# Suggestions on trolling lures



## tracker_80 (Jan 28, 2009)

With the current sale at Gander Mountain, looking for help on what type of lures to by when trolling for crappie. 

Thanks for looking and any help. 

posted using Outdoor Hub Campfire


----------



## wave warrior (Oct 2, 2005)

cicadas!!! also small rapalas, remove rear hook,add 6''-10'' of 6# mono and then a jig/twister tail!!!


----------



## RebelWithACause122 (Mar 29, 2011)

I do a lot of trolling for crappie from my kayak, that's how I've caught most of my Fish Ohio crappies and ALL of my 14+ inchers. I've caught some on Rapalas, and a few on various bass cranks in the smaller sizes (Bass Pro Shops XPS series comes to mind)... but the vast majority of them come on Bandit 200 series crankbaits. I sometimes use the Bandit 100s in shallower lakes, or the 300s in deeper water... but for most of my crappie trolling, I'm pulling a bandit 200 from each side of my kayak. I have a wide variety of colors, and sometimes the natural colors work best, sometimes black works best, sometimes ridiculously bright pink and orange colors get the most bites. I usually stick to the Bandit 200s and just vary the color 'til I'm catching them.


----------



## Wow (May 17, 2010)

Cranks don't work well at slow speeds.
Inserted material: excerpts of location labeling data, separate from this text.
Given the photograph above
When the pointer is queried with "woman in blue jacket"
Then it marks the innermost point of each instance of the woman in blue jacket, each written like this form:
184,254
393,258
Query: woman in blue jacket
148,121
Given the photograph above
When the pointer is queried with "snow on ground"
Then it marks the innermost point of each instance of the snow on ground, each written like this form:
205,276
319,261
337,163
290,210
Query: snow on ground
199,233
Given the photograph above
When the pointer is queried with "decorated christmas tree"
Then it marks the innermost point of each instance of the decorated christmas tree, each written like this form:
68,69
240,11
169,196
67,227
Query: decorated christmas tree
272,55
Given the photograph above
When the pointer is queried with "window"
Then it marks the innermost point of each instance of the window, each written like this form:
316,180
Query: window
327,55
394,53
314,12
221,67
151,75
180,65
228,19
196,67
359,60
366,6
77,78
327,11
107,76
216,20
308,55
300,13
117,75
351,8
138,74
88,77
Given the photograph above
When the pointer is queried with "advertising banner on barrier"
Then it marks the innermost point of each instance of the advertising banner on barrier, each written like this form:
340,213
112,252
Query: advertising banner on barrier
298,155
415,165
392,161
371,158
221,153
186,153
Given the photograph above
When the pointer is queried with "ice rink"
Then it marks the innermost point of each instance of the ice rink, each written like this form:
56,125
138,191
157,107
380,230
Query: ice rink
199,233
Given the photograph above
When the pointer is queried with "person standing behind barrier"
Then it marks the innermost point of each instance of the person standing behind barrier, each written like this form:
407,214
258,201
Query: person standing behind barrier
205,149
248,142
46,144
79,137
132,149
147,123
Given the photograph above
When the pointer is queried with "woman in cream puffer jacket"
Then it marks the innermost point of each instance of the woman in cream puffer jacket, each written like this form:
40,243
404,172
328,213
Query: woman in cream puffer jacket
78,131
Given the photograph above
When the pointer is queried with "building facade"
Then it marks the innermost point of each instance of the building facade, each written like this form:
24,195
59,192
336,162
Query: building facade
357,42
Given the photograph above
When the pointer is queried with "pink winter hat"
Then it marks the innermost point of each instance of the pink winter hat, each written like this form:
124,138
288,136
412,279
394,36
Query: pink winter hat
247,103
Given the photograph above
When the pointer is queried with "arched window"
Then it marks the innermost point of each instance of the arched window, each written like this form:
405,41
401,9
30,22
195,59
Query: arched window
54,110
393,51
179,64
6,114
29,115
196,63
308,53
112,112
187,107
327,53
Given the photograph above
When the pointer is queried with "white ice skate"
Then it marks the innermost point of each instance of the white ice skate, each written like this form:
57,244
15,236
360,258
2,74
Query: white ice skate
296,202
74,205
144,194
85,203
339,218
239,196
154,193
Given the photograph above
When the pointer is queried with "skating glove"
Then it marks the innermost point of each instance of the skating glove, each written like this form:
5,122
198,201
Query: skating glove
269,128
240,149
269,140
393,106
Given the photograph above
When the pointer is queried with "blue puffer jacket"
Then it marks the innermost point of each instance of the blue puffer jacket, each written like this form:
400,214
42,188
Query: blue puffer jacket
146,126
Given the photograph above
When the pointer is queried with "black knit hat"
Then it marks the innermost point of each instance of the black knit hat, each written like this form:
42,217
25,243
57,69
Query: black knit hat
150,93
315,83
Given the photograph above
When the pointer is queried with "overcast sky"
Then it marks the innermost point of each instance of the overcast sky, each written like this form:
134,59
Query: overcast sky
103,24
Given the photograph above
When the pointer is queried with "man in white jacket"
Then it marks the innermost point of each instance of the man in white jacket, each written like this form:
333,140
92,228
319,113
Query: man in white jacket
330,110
I slow troll with roadrunners & grubs, hairjigs, jig 'n' curlytail, jig 'n' tubes, usually tipped with waxworms, or jig'n'minnow.
Crappie can prefer different colors so often, I can change plastics easily.--Tim


----------



## Bowhunter57 (Feb 9, 2011)

I've caught all of my big slab crappies on Rebel Wee Crawfish, in Natural or Brown w/ Orange belly colors and the small Rebel Minnow in Blue and Chrome. 

This black crappie was in a farm pond and went 15 1/2". It was late morning when I caught this one and it started getting hotter and hotter (July). I fished for 2 hours after catching it and never hooked another one, due to climbing heat...so I released it. 










Bowhunter57


----------



## Fish E (Nov 9, 2012)

Bowhunter, that is an awesome crappie. I'm no expert, but I've caught many crappie trolling berlin using shad rap 5s and flicker shads. I've never caught a huge one, but have managed a 13.5. I've caught quite a few crappie, walleye, white bass, channel cats, and even one largemouth, one pike, and 3 muskies on SR 5s. They are my favorite inland lake trolling lure if you just want to catch fish.


----------